“Excuse me, Lieutenant-” She looked up to see that they had reshuffled themselves to put one of the women next to her.

  “Yes?”

  “Are you the Lieutenant Suiza who was on Despite and then Koskiusko?”

  Esmay nodded.

  “Lieutenant, I’m really glad to meet you. I-we’ve always wondered what it’s like outside during FTL flight. Would you mind telling us about it?

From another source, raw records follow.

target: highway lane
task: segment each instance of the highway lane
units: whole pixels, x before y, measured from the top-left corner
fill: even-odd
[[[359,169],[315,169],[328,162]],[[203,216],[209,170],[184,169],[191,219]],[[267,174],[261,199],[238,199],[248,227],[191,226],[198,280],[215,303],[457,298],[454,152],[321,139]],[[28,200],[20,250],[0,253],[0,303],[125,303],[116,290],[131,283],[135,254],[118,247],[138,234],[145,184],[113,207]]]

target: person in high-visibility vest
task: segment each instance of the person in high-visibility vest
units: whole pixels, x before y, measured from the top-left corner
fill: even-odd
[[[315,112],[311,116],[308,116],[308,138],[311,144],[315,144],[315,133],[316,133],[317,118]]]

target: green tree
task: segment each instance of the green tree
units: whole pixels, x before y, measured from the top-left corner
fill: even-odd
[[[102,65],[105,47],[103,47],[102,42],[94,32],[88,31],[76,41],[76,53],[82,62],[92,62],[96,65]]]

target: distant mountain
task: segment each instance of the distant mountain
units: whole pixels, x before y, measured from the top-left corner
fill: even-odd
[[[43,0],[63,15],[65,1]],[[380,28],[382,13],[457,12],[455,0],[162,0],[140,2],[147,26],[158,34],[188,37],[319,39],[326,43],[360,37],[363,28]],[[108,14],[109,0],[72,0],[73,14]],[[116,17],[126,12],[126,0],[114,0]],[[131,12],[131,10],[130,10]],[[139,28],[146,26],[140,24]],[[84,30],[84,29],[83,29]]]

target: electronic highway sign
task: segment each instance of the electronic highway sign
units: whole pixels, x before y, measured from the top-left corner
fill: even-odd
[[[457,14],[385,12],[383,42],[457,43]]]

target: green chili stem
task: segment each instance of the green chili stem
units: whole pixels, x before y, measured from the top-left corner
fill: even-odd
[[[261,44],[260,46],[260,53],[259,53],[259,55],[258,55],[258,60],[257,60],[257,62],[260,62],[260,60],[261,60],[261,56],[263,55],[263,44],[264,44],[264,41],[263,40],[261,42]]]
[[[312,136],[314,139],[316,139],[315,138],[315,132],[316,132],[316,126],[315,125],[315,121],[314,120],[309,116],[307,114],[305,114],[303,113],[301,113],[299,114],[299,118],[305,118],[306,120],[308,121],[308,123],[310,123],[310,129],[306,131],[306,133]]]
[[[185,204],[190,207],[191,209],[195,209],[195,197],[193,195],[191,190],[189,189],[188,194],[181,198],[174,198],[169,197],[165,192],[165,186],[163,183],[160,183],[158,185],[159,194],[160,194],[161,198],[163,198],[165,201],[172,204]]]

They tell us the debriefing sims won’t be out for another six months.”

  “It’s . . . really odd,” Esmay said. “First, the starfield dis­appears-” She was about to go on when the clerk called her name.

  “If we don’t take you now, you’ll be here for hours,” the clerk said. “These neuro-enhanced jobs take forever.”

  Esmay felt a wave of cold dislike rise from the seated squad, and hoped they were aiming it at the clerk, and not her. “Excuse me,” she said to them all.

  “Of course, Lieutenant,” said the woman who had asked her the question. She had green eyes, startling in her dark face. Then she looked beyond Esmay to the clerk, and Esmay was not surprised to hear the clerk’s breath catch.

  She hadn’t had a full neuroscan since she entered the Academy, and it was still as boring as ever, being stuck in the dark maw of the machine following orders to think of this, or that, or imagine moving her left little finger . . .

  Finally it was done, and the last yellow line led her back to the desk where her duffel lay waiting for her, along with a handful of ID tags she would need for the facilities she was authorized to enter.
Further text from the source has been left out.